December 12, 2017

Rod Little Co-Author of Nature Article on Redefining Statistical Significance

By Brady West

Figure 2: Relationship between the P value threshold, power, and the false positive rateIn a recent article, Redefine statistical significance, in Nature, one of the most highly-cited scientific publications worldwide, SRC Faculty Member Rod Little was part of a large team of co-authors that argues for the development of a new standard for statistical significance related to claims of new scientific discoveries (rather than reproduction of existing findings). In short, this team of co-authors argues that in many settings where p < 0.05 is the current standard for evidence of a new finding, including many of the social sciences, a threshold of p < 0.005 is more appropriate.

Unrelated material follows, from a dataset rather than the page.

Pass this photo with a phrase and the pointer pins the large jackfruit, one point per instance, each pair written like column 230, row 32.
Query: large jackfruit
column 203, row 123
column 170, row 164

The authors begin by addressing the current crisis of lack of reproducibility in science, which could be due to misuse of certain indicators of statistical significance such as the p-value. The authors have a simple premise: “…statistical standards of evidence for claiming new discoveries in many fields of science are simply too low.” They indicate that continued use of a “default” standard of p < 0.05 likely results in too many false positive findings, and that such a threshold should now be referred to as “suggestive” of an important finding.

The first major section of the article reviews the correct interpretation of p-values, and discusses the attractive properties of presenting evidence against a null hypothesis in terms of a Bayes factor and the estimated prior odds of an alternative hypothesis being true (relative to a specified null hypothesis). The authors speak to the relationship between the p-value and the Bayes factor in selected settings, presented compelling evidence of a choice of p < 0.05 corresponding to “weak” or “very” weak evidence in terms of Bayes factors. While nothing is said about how exactly Bayes factors might be computed in practice for those unfamiliar with the topic, the authors provide several relevant references on the topic.

The second major section of the article addresses the “Why 0.005?” question. First, the authors again refer to the relationship between p-values and Bayes factors in selected hypothesis testing settings, and indicate that a choice of 0.005 would correspond to “substantial” or “strong” evidence in these settings, following conventional classifications of Bayes factors. Second, the authors show how this choice of a default threshold for significance would substantially reduce false positive rates, especially in studies with lower statistical power. Finally, the authors cite some recent studies that have demonstrated high potential gains in rates of reproducibility that would come from using this threshold.

I appreciated that the final “major” section of the article presented reasonable objections to this choice of a new threshold, including increasing false negative rates. While this new threshold would require a necessary increase in the sample sizes of existing studies for a given choice of statistical power, the authors argue that there would be a benefit in terms of resources saved from studies that would no longer be conducted under false premises. Other objections include the fact that this procedure would not stop multiple testing or “p-hacking” (a point with which the authors fully agree), thresholds for significance may vary for different scientific communities, and the fact that the use of p-values should cease all-together in favor of other measures of evidence such as effect sizes. The authors acknowledge that there is not yet widespread consensus that significance testing based on p­-values should be eliminated completely, and conclude by saying that journals can help with this transition to a new standard of evidence, given the shortcomings of the old (and indeed arbitrary) standard.

While I would have liked a little bit more information (or references) for practitioners about how Bayes factors should be computed in practice (again for those unfamiliar with the topic) and where estimates of prior odds in favor of an alternative hypothesis might come from in different fields, this short article still makes a compelling argument in favor of a new standard for statistical significance if various fields are going to continuing using p-values as an important measure of new scientific evidence.

This article was published in Nature:

Benjamin, Daniel J., Berger, James O., et al. (2017). Redefine statistical significance. Nature.